Como Cristiano se fez jogador, da Madeira a Lisboa

Antes do nascimento da minha filha Ema, em outubro de 2020, devorava Netflix de manhã à noite para ocupar o tempo do confinamento. Havia um documentário sobre o atentado a um candidato presidencial no México. Ou na Colômbia? Seja como for, o slogan popular nas intervenções desse senhor pelo país inteiro ficou-me na cabeça:

“Se ve, se siente, X está presente!”

Quando a Ema nasceu, quase às duas da manhã, tirei-lhe uma fotografia com o gorro da CUF e enviei por WhatsApp para todos os meus amigos com a frase:

“Se ve, se siente, Ema está presente!”

Cinco anos depois, e cinco golos depois de Portugal ao Uzbequistão, a frase passa a ser:

“Se ve, se siente, Ronaldo está presente!”

Com um bis na primeira parte, Cristiano Ronaldo alcança finalmente um dos recordes nacionais mais difíceis de superar: ultrapassar Eusébio em golos marcados em Campeonatos do Mundo.

Posto isto, nota dez para Cristiano.
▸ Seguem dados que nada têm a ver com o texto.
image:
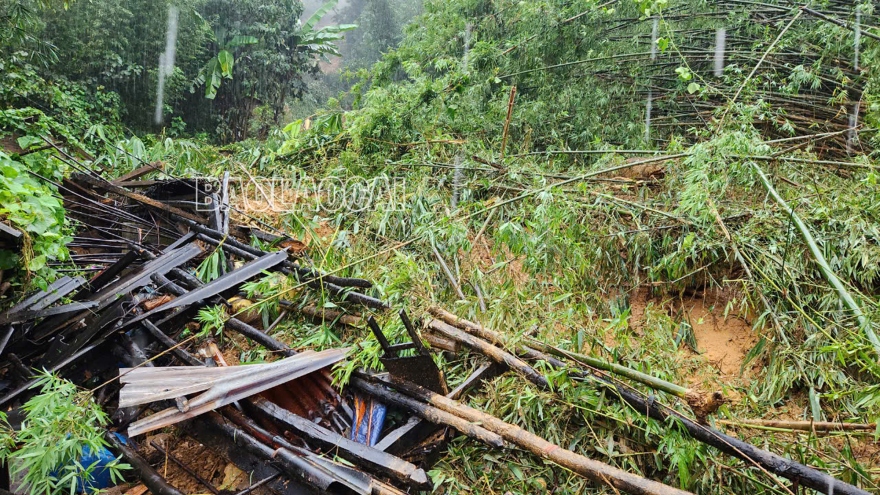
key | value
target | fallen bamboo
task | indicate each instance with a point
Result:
(430, 413)
(494, 353)
(765, 460)
(799, 425)
(507, 120)
(826, 270)
(449, 276)
(599, 472)
(479, 331)
(331, 315)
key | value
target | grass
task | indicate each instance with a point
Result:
(564, 264)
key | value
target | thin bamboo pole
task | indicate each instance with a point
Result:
(829, 274)
(599, 472)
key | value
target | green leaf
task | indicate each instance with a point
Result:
(37, 263)
(241, 40)
(226, 61)
(318, 15)
(662, 44)
(25, 142)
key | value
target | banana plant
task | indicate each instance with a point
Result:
(322, 41)
(220, 66)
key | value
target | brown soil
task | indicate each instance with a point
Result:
(212, 468)
(724, 342)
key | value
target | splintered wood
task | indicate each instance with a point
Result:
(220, 386)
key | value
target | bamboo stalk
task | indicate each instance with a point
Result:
(494, 353)
(448, 273)
(430, 413)
(829, 274)
(496, 338)
(597, 471)
(800, 425)
(507, 120)
(617, 369)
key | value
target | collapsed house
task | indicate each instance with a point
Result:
(282, 422)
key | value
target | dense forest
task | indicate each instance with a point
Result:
(680, 190)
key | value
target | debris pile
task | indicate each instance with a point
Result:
(282, 422)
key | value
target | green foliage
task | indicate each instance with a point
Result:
(61, 422)
(32, 206)
(220, 66)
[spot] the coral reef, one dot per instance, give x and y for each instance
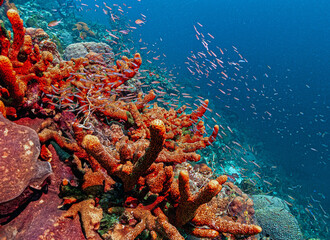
(19, 165)
(275, 218)
(77, 50)
(83, 30)
(130, 177)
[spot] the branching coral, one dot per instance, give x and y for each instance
(139, 154)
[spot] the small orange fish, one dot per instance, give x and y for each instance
(54, 23)
(139, 21)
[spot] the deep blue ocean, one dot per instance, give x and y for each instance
(287, 49)
(266, 62)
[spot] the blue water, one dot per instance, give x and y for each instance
(292, 37)
(286, 44)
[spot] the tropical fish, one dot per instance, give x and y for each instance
(54, 23)
(139, 21)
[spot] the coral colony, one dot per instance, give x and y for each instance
(130, 161)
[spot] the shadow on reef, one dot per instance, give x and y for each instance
(11, 209)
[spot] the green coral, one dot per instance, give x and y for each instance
(275, 219)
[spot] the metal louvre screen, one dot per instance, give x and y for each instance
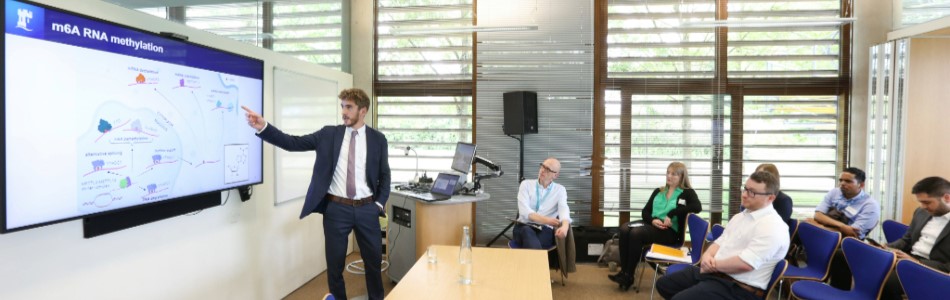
(556, 62)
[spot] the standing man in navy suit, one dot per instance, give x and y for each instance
(350, 185)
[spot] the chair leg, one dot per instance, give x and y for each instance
(639, 268)
(656, 270)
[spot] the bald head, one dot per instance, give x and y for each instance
(549, 170)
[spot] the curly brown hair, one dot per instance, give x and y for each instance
(356, 95)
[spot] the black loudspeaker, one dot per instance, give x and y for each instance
(521, 113)
(245, 192)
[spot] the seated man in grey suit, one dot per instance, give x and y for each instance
(926, 240)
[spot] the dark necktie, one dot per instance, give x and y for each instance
(351, 168)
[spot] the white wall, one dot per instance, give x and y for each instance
(249, 250)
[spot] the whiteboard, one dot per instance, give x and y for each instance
(303, 104)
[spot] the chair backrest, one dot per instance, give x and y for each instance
(714, 232)
(697, 234)
(893, 230)
(922, 282)
(820, 245)
(780, 268)
(869, 266)
(792, 228)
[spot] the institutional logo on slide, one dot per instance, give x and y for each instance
(23, 18)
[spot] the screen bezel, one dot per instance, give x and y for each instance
(4, 228)
(456, 162)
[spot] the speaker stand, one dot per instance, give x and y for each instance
(520, 179)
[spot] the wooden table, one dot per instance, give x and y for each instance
(499, 273)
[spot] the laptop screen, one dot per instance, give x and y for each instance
(444, 184)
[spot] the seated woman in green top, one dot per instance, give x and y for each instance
(664, 219)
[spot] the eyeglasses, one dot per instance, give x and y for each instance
(547, 169)
(752, 193)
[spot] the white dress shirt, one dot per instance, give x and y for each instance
(928, 236)
(758, 238)
(338, 186)
(553, 201)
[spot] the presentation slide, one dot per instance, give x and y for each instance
(100, 117)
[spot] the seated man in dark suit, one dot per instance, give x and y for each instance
(926, 240)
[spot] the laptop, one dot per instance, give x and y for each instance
(442, 188)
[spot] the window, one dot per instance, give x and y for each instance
(431, 126)
(423, 83)
(722, 100)
(423, 56)
(311, 30)
(784, 51)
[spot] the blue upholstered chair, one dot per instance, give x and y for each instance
(893, 230)
(792, 228)
(777, 274)
(698, 228)
(869, 266)
(921, 282)
(820, 245)
(715, 232)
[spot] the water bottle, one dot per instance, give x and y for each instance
(465, 257)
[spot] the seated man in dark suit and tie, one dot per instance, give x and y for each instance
(350, 186)
(926, 240)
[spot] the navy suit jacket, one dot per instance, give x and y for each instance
(939, 255)
(327, 143)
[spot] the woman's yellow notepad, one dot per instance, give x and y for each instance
(670, 251)
(661, 252)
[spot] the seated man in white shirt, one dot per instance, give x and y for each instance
(739, 264)
(542, 203)
(926, 240)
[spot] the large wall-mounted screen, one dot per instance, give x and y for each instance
(99, 117)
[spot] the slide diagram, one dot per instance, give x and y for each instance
(162, 133)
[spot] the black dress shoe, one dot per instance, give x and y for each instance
(623, 279)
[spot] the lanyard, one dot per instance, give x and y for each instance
(541, 197)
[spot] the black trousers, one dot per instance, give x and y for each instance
(690, 284)
(633, 239)
(338, 221)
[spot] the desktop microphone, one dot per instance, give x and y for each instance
(406, 153)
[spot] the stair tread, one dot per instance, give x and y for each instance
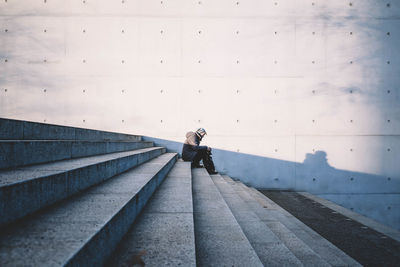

E eis os dez momentos selecionados como os mais memoráveis.

7 de julho de 1997

Está referenciado, só falta a assinatura.

Quando a ilha da Madeira recebeu os juniores treinados por Carlos Pereira, o irmão deste, Aurélio Pereira, acompanhou-o para reunir com a família de Cristiano no Hotel Infante Dom Henrique, no centro do Funchal.

“Falámos, jantámos e assinámos. Foi no dia 7 de junho de 1997. Lá está o sete. Ele só perguntava: ‘Onde está a caneta, onde está a caneta?’. Já aí mostrava ser um miúdo com olho vivo e pé ligeiro.

Foi agradável e útil conhecer os alicerces do Ronaldo. Nunca me esquecerei dos olhinhos dele, a brilhar intensamente, ao lado da mãe, Dolores Aveiro — que é uma sportinguista dos sete costados. O pai também estava, e até bebemos uma poncha.”